Preliminary hearing to end in US soldier’s case
JOINT BASE LEWIS-McCHORD, Wash. (AP) — Attorneys will wrap up a preliminary hearing against Staff Sgt. Robert Bales, who is accused of massacring 16 Afghan villagers during a pre-dawn rampage earlier this year.
Closing arguments from Army prosecutors and Bales’ attorneys will be made today. In the coming weeks, the investigating officer, Col. Lee Deneke, will decide whether to recommend court-martial, with the ultimate decision to be made by the three-star general at Joint Base Lewis-McChord, Robert Brown. Bales, a 39-year-old father of two from Lake Tapps, Wash., could face the death penalty.
If a court-martial takes place, it will be held at the Washington state base south of Seattle.

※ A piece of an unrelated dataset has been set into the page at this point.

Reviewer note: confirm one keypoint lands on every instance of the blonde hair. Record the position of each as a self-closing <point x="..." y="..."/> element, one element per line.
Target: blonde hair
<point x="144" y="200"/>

Prosecutors say Bales slipped away from his base in Afghanistan to attack two villages in Kandahar province, killing 16 civilians, including nine children. The slayings drew such angry protests that the U.S. temporarily halted combat operations in Afghanistan, and it was three weeks before American investigators could reach the crime scenes.
Three sessions of nighttime testimony in Bales’ preliminary Article 32 hearing, scheduled to accommodate witnesses participating by video link from Afghanistan, concluded late Sunday. The witnesses included a 7-year-old girl, who described how she hid behind her father when a gunman came to their village that night, how the stranger fired, and how her father died, cursing in pain and anger.
Earlier, the lead prosecutor, Lt. Col. Jay Morse, said on the night of the killings Bales watched a movie about a former CIA agent on a revenge killing spree, with two fellow soldiers, while drinking contraband whiskey. Morse said Bales first attacked one village, Alkozai; returned to the base at Camp Belambay, then headed out again to attack a second village, Najiban. Bales returned to the base covered in blood, Morse said, and his incriminating statements indicate he was “deliberate and methodical.”
Bales has not entered a plea and was not expected to testify at the preliminary hearing. His attorneys have not discussed the evidence, but say he has post-traumatic stress disorder and suffered a concussive head injury while serving in Iraq.